Back then, the land was very fertile. In
Egan, in 1862, you to reach up to pick cotton, rather than bending over.
The Eastern half of the county was very fertile farming land, cotton was
a popular crop, and the Adventists kept their eye on that cotton. There
would be students in the school who needed to work to pay their school
bills, and many of those early students picked cotton around Alvarado.

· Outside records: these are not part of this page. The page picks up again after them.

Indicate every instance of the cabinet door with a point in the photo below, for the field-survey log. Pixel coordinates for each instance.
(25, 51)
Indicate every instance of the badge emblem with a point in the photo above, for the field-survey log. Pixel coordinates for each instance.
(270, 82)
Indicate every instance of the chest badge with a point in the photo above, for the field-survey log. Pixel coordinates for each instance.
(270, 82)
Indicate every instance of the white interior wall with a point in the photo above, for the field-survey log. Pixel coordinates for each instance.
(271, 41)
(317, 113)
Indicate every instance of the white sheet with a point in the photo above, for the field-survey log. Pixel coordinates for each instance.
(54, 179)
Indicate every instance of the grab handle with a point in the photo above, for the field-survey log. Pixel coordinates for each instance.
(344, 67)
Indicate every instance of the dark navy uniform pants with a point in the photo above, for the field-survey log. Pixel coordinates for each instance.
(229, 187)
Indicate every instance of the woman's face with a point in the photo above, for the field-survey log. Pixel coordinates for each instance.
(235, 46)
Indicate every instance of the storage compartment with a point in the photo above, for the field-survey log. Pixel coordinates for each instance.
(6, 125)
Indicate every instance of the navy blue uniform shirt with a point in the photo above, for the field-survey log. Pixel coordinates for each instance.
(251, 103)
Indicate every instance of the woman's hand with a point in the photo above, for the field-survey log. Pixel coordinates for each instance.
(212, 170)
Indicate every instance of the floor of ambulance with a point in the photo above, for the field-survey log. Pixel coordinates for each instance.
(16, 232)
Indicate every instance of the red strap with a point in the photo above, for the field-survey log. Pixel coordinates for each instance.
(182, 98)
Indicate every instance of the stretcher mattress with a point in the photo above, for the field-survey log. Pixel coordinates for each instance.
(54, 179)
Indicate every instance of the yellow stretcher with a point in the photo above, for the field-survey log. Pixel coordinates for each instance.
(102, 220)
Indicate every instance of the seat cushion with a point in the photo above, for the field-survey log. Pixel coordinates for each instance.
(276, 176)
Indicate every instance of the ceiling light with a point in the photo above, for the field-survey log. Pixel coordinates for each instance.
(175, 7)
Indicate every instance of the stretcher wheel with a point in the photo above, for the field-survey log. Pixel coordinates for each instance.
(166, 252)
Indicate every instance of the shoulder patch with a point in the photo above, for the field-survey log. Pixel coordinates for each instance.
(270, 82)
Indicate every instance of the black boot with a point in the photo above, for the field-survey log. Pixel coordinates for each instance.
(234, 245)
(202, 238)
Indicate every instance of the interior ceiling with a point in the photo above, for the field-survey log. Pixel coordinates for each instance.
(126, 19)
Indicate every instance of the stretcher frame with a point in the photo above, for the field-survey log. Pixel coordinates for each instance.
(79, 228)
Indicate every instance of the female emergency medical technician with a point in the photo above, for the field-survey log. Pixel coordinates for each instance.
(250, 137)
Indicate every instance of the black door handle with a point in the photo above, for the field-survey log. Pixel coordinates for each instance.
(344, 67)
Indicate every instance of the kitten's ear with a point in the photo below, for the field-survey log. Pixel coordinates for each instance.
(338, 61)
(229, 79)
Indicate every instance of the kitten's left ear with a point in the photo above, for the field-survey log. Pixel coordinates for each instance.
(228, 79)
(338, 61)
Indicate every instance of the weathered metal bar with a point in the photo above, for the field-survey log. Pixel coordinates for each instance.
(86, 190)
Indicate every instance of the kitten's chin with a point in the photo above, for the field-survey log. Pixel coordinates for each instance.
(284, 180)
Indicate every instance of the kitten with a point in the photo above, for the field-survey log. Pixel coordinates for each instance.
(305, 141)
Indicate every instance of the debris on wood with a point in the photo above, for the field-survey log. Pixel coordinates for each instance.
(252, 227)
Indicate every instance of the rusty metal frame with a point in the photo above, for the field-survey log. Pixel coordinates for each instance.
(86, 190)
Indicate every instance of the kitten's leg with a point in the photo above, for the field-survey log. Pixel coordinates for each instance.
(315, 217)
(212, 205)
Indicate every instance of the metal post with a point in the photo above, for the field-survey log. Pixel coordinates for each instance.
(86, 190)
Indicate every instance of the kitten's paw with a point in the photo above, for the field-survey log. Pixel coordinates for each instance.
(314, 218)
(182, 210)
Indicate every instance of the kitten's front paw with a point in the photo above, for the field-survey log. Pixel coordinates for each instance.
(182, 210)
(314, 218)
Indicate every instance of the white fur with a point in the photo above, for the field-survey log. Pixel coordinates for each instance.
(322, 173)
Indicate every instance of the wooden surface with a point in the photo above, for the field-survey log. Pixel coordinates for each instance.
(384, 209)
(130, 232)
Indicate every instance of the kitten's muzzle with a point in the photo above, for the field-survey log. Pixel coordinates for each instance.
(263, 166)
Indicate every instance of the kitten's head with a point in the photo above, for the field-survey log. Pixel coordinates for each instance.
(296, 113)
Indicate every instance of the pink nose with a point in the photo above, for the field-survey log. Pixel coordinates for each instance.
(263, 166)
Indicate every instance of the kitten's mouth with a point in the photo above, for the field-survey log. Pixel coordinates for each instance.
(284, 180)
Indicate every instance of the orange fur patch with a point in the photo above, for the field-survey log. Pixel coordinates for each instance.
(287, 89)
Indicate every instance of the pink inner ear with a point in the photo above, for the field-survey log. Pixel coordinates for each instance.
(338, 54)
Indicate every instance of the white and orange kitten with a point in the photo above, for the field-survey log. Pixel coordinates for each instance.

In fact, for the first few years, school didn't start until November,
when the cotton harvest was completed. In the early 1890's Cleburne
handled 15,000 bales of cotton annually. Adventist's believed in
agriculture, and developed their own farm and grade-A dairy here in
Keene.
But Adventists didn't settle in the black dirt. They settled in
the
cross-timbers, a 12-mile-wide strip of trees that runs north and
south through the county. Why? Theory was that any land that
would
grow trees would also grow crops. It was learned that cleared land was
especially good for gardening, and to run a large school you need a very
large
garden. So they bought land that needed to be cleared. And clearing the
land
gave the boys something to do with all their excess energy. Adventists
believed
in the Protestant Work Ethic. And Johnson County provided the best
conditions in
the state for that to take place.
Finally, Johnson County had 41 school
districts, a high school, a finishing school for girls, a conservatory
of music and many church buildings in 1892. Having been settled by a lot
of good Baptists, Methodists, Presbyterians, and Cumberland
Presbyterians, it was a dry county. It was a good place for Adventists
to raise their families, and to sell their books and to share their
faith.
We do not want to lose touch with our heritage. The SWAU Museum of
Student
Life is doing quite a lot of work to preserve this heritage. We have
enough
broom making equipment to set up a factory. We have displays of items
made in
our chenille factory; and we have representations from our woodworking
shops,
our farm, our print shops, our other industries. We have a display to
remind
people that Keene once had a 40-bed hospital, shortly after the turn of
the
century.
We have incredible home movie footage from
the 1930s and 4Os, along with photos and artifacts that show today's
students what life was like back in the olden days when life was simple.